I decided to start a blog, seems like everyone does this now.  I use to have a website but it was too difficult to keep updated not to mention having to pay for it.  So, I thought I would go this route.  This one is dedicated to my sweet little Mollie.  It is about her short life and how she changed mine.

It has been seven years since she was born and died.  I think this year it is heavy on my heart to share her, maybe because of our new little girl that will be here shortly.  Maybe it's because of what my friend's family is going through as they watch their little girl struggle.  I don't know why, I just feel like sharing, again.  

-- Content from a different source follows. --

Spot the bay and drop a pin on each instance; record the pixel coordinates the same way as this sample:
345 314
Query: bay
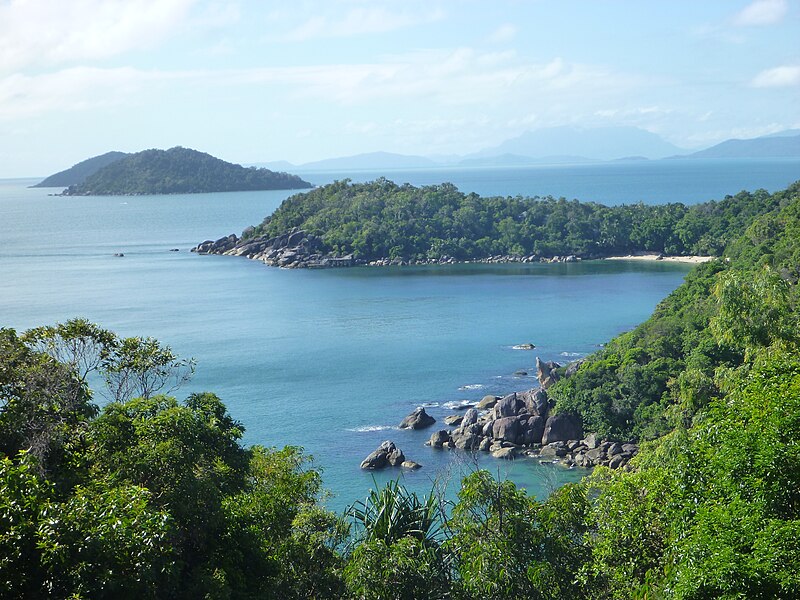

When life was turned inside out......

I remember the exact moment my life was turned inside out.  As I lay on the table watching the ultrasound, the doctor was making small talk.  He had mentioned that this would be a short ultrasound since the previous one had been so complete.  He was just making sure that everything was good.  Then he stopped talking.  He continued to look at the screen and seemed confused.  He began to talk to his assistant in German.  I began to get scared and immediately started to pray.  It was more of a one sided conversation with God.  I told Him that I was scared and that I really needed some peace and that I wasn't sure what was going on but I needed the strength to handle whatever it was.  This was the first time that I remember turning to the Lord as a first response.  Usually I would fret and worry and then would pray.  I believe it was the Holy Spirit with me that prompted me to seek His comfort.  The whole time it was as if everything stopped.  The world stood still as I waited for the doctor to say something.  Finally he broke the silence to tell me that 'something' seemed to be wrong.  There was an unusual amount of blood flow to the brain and he was referring me to a specialist to confirm what was going on.